After Words: A Great Journey
One evening in late March 2009, I started on a journey.
That evening, I listened to my first lecture in a graduate public health course, Public Health Biology. David Sullivan, an associate professor in Molecular Microbiology and Immunology, and guest lecturers led the class through a fascinating tour of bacteria, viruses and parasites, and their pernicious effects on human health.
I was hooked. I took more courses as a nondegree-seeking student, then as part of a certificate program. Environmental health. Biostats. Epi. Health and human rights. Human physiology. (Sweat literally beaded on my forehead when I saw the final exam’s first question.) Then I was accepted to the part-time MPH program. I loved the intensive problem-solving course that MPH students start with—a kind of public health boot camp.
Each course, led by the Bloomberg School’s terrific faculty, enthralled me and helped me in my goal of mastering the fundamentals of public health. As part of my MPH capstone, I worked with colleagues to interview Frederick, Maryland, residents and public health experts about a cancer cluster investigation there. (You may have read our article in the special 2013 issue on death, “It Would Break Your Heart.”)

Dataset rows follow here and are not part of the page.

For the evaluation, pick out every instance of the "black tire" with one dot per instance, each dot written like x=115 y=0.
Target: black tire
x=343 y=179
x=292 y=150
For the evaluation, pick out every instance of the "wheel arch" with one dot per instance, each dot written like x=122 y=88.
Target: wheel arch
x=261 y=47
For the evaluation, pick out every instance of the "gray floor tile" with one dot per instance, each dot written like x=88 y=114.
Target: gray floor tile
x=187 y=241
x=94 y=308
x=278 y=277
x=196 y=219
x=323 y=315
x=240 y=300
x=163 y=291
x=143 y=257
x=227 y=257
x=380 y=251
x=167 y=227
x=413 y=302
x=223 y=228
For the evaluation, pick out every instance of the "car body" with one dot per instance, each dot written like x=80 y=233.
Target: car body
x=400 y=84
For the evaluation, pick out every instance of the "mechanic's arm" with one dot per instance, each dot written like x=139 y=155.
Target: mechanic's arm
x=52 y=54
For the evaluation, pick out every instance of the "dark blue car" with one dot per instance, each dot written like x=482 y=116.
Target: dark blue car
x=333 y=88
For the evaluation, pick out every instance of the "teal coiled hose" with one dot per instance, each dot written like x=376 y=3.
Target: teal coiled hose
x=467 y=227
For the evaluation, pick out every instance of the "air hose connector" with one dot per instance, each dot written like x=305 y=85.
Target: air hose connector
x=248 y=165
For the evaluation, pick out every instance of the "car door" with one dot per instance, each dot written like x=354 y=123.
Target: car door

The MPH was one of the most rewarding challenges of my life. I spent a lot of hours at home hunkered over my laptop, reading, studying and participating in online “live talks” for courses. My wife and kids patiently respected Dad’s study times on weekends and weekday evenings. I won’t kid you, it was hard—especially for a former journalism and English major more familiar with Tom Wolfe and Wallace Stevens than John Snow and Sir Richard Doll—but I savored the bracing intellectual challenge.
On May 21, 2013, I found myself in Joseph Meyerhoff Symphony Hall for the School’s convocation. (In front of me sat Varsha Ramakrishnan, our inaugural Johns Hopkins-Pulitzer Center Global Health Reporting Fellow. She wrote the remarkable story about dowry violence in India.)
On that day last May, 535 very happy people walked the stage and graduated from the School. I’ll always be proud that I was one of them. When Dean Klag shook my hand and gave me my diploma, I knew a great journey was both ending and beginning.